The Mitchell Library has recently received as a gift from Mr, Gilbert John Chapman, of Camyr Allyn, East Gresford, a valuable manuscript journal of Mr. Charles Boydell. the first holder of Camyr Allyn.

Mr. Boydell, the founder in Australia of the wellknown family of that name, arrived in New South Wales by the ship Prince Regent in March 1826. In October of that year he received a grant of 640 acres at Paterson's Plains. A few years later it was recorded in the itinerary of the colony that much tobacco was being cultivated on the Paterson and Allyn Rivers by a number of settlers, of whom Boydell was one.

The journal covers the period from March 1830 to October 1834. The first entry records that he has commenced settling on his own farm with an establishment consisting of one free man and wife, two free fencers and seven assigned servants. On New Dear's Day 1831, he indulges in a brief stocktaking of his position.- "Another year has gone by and left me for one, I fear, not much better in condition than it found me. With choice of all professions who but myself would have selected a settler's life. Have bartered the comforts and luxuries of home for either going between the plough handles, heaving the hoe or some other delightful occupation. With about 5 acres of tobacco, 400 bushels of wheat, 6 acres of corn, 600 sheep, 70 or 80 cattle and 2 horses, I begin this year encumbered with difficulties not very trifling, yet full of hope, and confident of success."

In July he records a visit to Maitland, during which he went "to take a view of the steam packet, the first vessel of the sort that has paddled the waters of Australia". This was the Sophia Jane which reached Sydney from England in May 1831 and was immediately put into the Hunter River trade.

In July he wrote also.- "People all crazy about tobacco.
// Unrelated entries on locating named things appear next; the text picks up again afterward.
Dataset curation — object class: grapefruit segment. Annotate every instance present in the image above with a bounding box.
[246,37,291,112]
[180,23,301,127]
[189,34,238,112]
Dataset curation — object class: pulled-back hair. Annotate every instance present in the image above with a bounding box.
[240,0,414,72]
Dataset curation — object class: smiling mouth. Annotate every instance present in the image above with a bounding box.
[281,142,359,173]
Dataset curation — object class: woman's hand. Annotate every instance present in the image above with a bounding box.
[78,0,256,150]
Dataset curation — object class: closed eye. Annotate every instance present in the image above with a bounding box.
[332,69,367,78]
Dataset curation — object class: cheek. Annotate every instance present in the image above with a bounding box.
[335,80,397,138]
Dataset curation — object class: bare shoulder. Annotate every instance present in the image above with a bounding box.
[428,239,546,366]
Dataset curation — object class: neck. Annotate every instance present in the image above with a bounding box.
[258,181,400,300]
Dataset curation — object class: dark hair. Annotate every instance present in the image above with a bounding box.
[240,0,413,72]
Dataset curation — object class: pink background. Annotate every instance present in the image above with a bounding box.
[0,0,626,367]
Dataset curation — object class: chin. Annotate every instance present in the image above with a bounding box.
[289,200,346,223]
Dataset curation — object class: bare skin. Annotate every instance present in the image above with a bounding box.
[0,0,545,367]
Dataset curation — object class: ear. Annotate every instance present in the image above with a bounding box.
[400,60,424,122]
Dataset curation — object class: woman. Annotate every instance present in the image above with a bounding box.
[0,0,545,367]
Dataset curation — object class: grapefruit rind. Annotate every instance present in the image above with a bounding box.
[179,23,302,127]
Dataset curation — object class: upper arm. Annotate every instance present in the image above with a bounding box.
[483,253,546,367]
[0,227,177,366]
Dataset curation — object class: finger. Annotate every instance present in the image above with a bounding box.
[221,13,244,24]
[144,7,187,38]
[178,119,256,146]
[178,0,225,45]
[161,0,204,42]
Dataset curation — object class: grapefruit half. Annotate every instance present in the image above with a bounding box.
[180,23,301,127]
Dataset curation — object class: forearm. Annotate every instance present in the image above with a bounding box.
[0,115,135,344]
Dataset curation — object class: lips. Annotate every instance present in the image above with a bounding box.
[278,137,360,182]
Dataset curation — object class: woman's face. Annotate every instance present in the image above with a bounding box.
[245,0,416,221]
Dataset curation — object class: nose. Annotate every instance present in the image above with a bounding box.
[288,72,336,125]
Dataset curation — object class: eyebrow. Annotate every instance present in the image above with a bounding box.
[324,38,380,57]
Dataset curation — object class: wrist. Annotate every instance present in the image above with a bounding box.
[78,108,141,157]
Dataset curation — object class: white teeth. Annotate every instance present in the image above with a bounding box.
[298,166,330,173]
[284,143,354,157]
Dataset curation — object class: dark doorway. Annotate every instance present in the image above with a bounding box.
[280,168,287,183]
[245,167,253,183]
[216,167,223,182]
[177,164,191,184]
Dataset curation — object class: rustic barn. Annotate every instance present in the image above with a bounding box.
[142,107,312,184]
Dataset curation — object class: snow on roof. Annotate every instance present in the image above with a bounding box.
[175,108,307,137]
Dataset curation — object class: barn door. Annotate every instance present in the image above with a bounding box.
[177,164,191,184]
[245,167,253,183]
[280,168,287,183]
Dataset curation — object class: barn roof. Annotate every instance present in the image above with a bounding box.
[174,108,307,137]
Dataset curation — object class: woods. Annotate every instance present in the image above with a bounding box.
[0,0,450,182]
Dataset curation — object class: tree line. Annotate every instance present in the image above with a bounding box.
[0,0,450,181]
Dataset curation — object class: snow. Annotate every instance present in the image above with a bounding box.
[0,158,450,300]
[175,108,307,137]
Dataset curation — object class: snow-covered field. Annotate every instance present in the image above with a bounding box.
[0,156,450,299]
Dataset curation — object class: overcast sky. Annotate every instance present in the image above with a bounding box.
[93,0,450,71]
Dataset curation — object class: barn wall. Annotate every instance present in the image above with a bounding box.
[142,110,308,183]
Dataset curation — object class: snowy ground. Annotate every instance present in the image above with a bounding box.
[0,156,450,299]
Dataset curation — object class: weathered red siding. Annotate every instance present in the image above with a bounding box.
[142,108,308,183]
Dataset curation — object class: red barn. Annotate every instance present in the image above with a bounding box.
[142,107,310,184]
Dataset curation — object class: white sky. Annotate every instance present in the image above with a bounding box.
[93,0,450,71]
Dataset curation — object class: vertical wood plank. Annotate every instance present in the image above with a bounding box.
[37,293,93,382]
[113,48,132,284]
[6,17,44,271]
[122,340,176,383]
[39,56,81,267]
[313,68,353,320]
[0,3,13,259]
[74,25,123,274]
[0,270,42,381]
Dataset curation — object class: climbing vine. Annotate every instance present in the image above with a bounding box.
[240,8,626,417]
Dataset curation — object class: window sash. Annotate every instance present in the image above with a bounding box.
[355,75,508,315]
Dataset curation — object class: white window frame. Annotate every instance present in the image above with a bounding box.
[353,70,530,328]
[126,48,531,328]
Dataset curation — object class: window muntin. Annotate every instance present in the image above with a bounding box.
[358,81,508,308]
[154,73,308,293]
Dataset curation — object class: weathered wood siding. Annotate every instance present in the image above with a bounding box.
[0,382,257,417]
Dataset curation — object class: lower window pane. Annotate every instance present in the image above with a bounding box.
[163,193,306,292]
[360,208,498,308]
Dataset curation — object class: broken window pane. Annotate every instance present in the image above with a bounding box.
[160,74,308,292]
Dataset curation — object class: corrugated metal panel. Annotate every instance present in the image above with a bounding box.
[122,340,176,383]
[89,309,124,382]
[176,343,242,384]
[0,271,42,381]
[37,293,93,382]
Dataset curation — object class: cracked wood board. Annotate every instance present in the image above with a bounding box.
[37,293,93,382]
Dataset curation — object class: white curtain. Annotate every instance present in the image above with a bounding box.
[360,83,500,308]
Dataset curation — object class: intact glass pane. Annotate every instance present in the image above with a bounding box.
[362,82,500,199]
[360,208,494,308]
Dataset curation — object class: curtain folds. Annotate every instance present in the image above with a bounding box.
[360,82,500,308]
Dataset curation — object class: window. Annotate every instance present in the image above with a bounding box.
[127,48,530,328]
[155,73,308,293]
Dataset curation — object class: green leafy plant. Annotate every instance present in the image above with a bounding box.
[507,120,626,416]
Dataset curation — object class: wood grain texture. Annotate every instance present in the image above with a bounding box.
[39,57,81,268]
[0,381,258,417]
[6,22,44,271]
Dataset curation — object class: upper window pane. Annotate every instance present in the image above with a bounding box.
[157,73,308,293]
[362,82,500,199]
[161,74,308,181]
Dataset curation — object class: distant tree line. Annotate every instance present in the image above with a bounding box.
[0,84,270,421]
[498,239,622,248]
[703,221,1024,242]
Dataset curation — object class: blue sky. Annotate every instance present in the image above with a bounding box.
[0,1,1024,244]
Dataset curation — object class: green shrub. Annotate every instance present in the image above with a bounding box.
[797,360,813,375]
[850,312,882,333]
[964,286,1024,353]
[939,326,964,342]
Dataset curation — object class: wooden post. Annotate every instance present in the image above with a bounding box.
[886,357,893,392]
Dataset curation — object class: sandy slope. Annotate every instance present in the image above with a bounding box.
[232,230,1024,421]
Nothing less than 20 acres will satisfy the least sanguine. Monitor Hall has proved that 500 acres with each a crop of 1500 lbs. will not more than satisfy our population, which will give 750,000 lbs. Our population does not exceed 40,000. For the sake of argument we will allow 3/4 ths of that number to use 10 lbs. per annum which will give 300,000 lbs, leaving the enormous quantity of 450,000 lbs. to be dried for medicinal purposes or whatnot. For my part I do not understand his calculation, but have not seen the form in which it is brought forward. I believe it is pretty plausible."

During the whole period covered by the journal Boydell's tobacco throve, also his other crops and his stock. He tells of encounters with blacks who stole his crops, of a battle between parties of blacks, and gives many details of social visits on neighbouring properties and in Sydney. An interesting entry of 1833 is an aboriginal vocabulary collected from King Jacky, and there is an account of the same King's funeral. The journal also contains numerous accounts with valuable records of prices then current in the colony.